Não estavam a Espanha, a Checoslováquia e sobretudo a Itália, a grande ausente da competição, depois de ter sido suplantada pela União Soviétiva.
Sempre no descrédito
Num torneio tão curto e rápido, tudo se torna mais possível. Mas não é por isso que se deve pensar que a Dinamarca surpreendeu logo a abrir. Empatou a zero contra a Inglaterra, num jogo muito pobre, e perdeu 1x0 contra a Suécia, num grupo de empates, o que dava aos anfitriões todas as hipóteses de passar.

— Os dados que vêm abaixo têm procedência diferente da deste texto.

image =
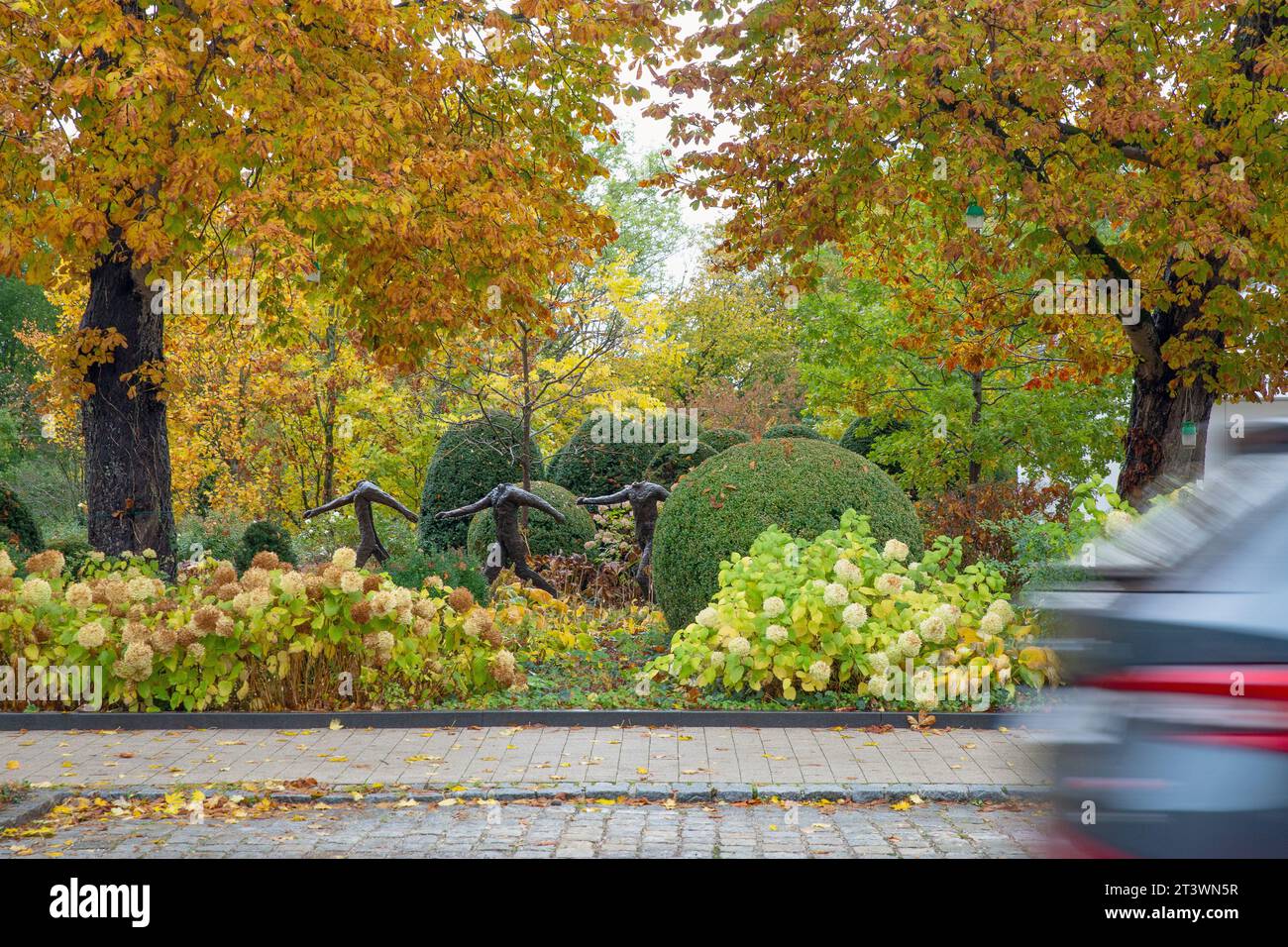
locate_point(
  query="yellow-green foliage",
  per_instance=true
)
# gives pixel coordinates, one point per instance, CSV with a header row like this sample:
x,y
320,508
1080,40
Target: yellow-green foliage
x,y
271,638
840,613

De repente, a seleção em quem ninguém apostava estava nas meias-finais. Um feito notável e que teria o seu fim a seguir, já que do outro grupo passaram Holanda e Alemanha, que adivinhavam uma final entre si e que definiram o grupo na última jornada, com motivadora vitória holandesa por 3x1 - um jogo onde não fizeram qualquer poupança, sobretudo por saberem que o primeiro lugar dava um cruzamento muito benéfico nas meias-finais... na teoria.
Hora do conto de fadas
Se, fruto de uma postura desconfiada, pouco dada a brilhantismos e bastante focada no pragmatismo, a seleção dinamarquesa ali tinha chegado, porque não tentar algo mais? Obviamente que sim. De repente, era um grupo em êxtase e com a plena noção de que nada tinha a perder.

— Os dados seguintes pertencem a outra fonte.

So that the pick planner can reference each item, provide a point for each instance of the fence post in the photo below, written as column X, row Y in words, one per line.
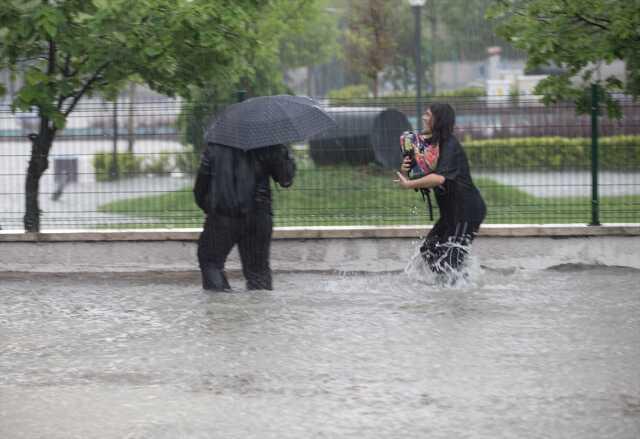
column 595, row 200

Depois, em Gotemburgo, os holandeses carregavam todo o favoritismo, só que Henrik Larsen, mesmo com Bergkamp a marcar pelo meio, bisou na primeira parte e deu uma vantagem à qual a Dinamarca se agarrou com tudo. Henrik Andersen, patrão de uma defesa sempre desenhada com três homens, lesionou-se a meio da segunda parte e os últimos minutos foram de total invasão da Holanda, que somou oportunidades até Frank Rijkaard conseguir finalmente o empate. No prolongamento, o desgaste foi evidente de parte a parte e os penáltis chegaram, altura em que emergiu definitivamente aquele que já era o homem do jogo: Peter Schmeichel. Só defendeu um penálti, já que todos os outros foram convertidos. Mas foi «o» penálti! A Marco van Basten!
Faxe Jensen colocou a Dinamarca na frente aos 19 minutos, houve depois um longo período de contenção e, perto do fim, Kim Vilfort completou o filme com o final feliz.